During their weekly chapel service, Deilke says, she’s been heartened by those who show up, including “these guys, all tattooed up and rough-looking, yet they’re humble and wanting to help.” One made her smile in asking if they could sing, “Jesus Loves Me.”
Whether it’s Jesus or some other spiritual entity they seek, she says Heart of Clay wants to offer the incarcerated hope and wisdom.
“No matter what faith they belong to, when they get out, they’re going to be our neighbors. We want them to be strong and whole,” she says.
Julie Savat, Clay County Correctional Facility's administrator, says she appreciates these ministries and views any activity or program that keeps inmates positively engaged as an asset.
“There are federal guidelines that dictate what we can and cannot do, but it’s pretty clear that we have to make religious accommodations of any belief, and we do try,” she says.
Savat, who’s been with the jail for several decades, says it’s always been a priority, despite non-Christians not comprising a majority of the jail population.
“We’ve purchased prayer rugs for Muslims, and accommodated special (religious) diets,” she says. “(Inmates) can go into their cell at any time and do any type of praying they want.”

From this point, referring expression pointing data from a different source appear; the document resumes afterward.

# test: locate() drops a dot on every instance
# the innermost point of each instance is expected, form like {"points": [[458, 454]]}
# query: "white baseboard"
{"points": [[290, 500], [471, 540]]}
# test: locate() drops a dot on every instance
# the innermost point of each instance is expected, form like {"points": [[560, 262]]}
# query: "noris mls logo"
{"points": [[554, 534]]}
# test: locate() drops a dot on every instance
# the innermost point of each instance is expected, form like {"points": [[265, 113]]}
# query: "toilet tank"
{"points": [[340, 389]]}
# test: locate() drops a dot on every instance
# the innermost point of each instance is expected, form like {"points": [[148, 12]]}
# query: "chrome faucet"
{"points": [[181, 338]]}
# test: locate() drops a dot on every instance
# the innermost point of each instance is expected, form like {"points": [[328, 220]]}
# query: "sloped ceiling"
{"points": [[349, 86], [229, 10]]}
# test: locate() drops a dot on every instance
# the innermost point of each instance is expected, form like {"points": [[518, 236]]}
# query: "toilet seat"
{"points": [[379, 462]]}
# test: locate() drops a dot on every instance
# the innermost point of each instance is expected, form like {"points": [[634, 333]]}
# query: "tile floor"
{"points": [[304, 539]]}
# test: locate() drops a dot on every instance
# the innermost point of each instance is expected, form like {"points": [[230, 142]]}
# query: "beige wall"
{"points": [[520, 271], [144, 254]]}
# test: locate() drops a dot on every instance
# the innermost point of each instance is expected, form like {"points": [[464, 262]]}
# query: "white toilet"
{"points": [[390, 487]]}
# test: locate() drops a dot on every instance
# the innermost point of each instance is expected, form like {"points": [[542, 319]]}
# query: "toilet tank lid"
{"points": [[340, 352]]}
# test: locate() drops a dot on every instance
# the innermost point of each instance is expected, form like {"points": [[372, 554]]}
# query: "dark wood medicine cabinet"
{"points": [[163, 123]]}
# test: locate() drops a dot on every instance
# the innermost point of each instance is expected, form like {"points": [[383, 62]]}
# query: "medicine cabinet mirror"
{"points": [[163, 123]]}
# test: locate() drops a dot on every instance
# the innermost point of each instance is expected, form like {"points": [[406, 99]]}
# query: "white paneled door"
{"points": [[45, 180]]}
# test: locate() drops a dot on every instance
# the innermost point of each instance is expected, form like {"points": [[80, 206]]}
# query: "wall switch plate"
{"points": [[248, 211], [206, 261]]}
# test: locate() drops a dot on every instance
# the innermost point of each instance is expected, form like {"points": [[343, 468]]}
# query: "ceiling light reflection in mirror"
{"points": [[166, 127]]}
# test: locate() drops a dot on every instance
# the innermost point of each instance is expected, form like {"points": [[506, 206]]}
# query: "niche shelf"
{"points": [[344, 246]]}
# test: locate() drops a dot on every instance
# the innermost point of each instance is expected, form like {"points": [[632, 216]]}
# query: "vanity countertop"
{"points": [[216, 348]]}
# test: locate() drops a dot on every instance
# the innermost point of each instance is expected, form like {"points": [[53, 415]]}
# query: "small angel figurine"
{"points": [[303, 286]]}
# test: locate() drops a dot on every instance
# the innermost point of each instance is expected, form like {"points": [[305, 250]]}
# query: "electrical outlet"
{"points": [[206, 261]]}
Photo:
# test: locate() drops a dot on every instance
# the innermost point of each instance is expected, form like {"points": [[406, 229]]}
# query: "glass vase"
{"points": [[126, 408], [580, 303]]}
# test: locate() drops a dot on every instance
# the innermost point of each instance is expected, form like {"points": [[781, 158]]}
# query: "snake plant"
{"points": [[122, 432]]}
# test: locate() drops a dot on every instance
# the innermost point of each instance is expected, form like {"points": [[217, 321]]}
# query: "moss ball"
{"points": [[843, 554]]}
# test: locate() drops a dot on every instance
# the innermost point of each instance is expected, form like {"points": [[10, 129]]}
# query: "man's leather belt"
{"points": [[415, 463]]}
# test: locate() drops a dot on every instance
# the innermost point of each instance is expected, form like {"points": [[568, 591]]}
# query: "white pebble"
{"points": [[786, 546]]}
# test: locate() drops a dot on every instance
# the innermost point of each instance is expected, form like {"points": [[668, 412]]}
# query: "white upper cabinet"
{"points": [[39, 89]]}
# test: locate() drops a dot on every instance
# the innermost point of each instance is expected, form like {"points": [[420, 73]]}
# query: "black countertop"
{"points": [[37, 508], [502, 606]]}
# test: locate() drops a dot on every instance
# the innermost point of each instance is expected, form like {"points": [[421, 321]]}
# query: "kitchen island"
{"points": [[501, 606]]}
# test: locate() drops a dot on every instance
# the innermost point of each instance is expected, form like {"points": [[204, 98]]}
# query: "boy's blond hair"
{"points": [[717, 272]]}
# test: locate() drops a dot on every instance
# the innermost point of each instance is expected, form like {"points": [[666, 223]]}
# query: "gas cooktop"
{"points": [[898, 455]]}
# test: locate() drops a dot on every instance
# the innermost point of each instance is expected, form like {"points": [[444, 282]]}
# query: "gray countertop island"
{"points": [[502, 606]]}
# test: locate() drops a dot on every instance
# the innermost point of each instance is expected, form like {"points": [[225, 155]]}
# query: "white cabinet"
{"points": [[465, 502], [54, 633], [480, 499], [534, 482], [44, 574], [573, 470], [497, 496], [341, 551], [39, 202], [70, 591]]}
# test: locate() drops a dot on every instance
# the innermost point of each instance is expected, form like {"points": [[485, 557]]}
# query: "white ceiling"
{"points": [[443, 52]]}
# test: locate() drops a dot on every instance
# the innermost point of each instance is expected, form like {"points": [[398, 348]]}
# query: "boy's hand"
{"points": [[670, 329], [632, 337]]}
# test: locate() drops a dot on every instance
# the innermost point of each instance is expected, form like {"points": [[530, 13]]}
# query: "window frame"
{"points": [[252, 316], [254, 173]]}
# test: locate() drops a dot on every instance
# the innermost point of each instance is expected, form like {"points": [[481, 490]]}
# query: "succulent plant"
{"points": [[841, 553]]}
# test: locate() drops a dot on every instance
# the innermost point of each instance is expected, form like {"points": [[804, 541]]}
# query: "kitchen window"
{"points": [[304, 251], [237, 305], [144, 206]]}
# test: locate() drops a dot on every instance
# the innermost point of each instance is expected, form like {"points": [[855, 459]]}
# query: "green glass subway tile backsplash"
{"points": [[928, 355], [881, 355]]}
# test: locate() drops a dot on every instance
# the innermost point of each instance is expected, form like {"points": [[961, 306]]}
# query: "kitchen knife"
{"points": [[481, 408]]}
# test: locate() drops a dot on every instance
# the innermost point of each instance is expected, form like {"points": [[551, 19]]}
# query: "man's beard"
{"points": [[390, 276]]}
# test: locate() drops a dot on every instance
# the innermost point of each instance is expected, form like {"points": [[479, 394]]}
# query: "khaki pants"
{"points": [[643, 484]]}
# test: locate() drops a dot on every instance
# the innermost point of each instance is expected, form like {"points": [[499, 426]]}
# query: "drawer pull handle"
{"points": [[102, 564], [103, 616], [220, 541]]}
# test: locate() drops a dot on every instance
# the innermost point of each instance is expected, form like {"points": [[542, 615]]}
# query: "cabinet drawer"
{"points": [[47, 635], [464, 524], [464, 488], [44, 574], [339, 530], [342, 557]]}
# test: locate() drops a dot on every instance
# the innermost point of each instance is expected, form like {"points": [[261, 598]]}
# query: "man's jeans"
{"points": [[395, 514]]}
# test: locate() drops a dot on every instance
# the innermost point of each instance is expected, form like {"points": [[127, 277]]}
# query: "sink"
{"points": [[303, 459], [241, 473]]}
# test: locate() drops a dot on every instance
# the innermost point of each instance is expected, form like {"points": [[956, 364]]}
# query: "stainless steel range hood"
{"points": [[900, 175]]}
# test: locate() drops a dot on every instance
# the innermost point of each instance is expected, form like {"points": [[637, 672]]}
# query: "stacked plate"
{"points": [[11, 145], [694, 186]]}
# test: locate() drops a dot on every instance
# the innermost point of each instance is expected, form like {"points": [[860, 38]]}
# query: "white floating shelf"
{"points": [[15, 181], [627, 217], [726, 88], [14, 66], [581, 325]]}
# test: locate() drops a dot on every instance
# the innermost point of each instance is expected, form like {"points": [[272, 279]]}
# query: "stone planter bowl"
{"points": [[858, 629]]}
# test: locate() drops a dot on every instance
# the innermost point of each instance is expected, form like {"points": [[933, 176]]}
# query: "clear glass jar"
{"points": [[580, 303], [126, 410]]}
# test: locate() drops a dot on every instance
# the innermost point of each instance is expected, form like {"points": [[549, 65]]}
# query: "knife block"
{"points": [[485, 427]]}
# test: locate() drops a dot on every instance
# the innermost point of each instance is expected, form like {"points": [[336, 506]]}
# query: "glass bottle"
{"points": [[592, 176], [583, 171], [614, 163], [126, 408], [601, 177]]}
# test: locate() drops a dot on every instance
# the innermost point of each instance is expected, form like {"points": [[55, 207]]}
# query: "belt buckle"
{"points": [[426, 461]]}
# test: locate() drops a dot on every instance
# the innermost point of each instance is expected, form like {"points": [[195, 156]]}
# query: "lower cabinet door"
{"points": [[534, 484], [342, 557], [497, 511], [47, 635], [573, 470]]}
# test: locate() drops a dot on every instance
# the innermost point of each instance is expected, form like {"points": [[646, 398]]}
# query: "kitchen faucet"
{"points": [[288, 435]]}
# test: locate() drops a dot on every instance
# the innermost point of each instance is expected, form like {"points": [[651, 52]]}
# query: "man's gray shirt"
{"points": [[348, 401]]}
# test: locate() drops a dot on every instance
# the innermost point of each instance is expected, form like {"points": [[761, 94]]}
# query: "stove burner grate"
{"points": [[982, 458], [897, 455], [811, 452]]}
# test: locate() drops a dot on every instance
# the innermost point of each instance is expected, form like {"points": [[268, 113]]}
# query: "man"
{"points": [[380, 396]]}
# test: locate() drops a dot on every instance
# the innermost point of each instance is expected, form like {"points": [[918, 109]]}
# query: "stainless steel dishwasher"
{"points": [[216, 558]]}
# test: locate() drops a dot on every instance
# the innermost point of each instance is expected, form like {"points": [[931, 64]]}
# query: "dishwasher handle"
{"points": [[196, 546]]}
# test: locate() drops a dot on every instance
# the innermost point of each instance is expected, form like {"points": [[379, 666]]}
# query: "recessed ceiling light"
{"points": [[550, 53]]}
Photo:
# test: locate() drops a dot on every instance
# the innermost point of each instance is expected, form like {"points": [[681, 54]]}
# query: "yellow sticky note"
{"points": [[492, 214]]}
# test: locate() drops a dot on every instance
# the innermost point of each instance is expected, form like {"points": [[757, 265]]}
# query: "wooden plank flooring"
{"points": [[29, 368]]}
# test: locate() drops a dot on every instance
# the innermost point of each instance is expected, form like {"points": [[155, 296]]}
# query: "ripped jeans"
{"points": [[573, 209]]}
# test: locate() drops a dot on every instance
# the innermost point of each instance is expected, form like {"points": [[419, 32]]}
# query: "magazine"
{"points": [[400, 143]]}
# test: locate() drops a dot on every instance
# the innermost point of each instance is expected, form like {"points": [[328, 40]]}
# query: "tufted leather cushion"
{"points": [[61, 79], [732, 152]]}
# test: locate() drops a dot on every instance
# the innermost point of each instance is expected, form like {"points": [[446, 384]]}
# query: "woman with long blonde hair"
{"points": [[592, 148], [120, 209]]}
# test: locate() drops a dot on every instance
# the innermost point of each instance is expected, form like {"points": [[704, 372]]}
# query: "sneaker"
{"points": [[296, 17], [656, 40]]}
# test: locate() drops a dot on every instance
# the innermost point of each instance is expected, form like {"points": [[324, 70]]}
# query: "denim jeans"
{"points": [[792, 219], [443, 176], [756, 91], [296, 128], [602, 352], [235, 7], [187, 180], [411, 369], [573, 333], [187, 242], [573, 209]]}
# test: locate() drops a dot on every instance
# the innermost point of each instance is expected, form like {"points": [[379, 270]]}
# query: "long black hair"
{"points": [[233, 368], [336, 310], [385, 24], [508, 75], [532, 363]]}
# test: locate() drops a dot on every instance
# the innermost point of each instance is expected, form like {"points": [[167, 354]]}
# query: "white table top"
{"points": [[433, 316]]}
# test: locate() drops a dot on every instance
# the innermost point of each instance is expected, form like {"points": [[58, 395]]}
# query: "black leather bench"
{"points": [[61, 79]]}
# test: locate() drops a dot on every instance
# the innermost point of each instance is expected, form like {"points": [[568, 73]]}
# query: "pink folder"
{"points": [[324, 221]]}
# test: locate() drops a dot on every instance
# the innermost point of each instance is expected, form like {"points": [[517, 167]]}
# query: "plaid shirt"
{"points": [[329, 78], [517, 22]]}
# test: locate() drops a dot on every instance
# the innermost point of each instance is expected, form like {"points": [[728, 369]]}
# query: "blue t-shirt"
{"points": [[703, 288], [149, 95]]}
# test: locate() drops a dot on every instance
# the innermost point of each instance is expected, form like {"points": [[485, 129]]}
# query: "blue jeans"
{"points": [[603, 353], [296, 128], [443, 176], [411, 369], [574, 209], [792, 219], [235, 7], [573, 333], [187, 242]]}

Kersey-Russell says her work has challenged her preconceived notions about what it is to to be a person of faith. “In the end, it’s really just about, ‘What do you need from me to help you heal?’”
Which resonates with what she heard years ago: Justice is when one gets what is deserved, and grace, when one receives what’s undeserved.
'“That’s my job here: to bring grace,” she says.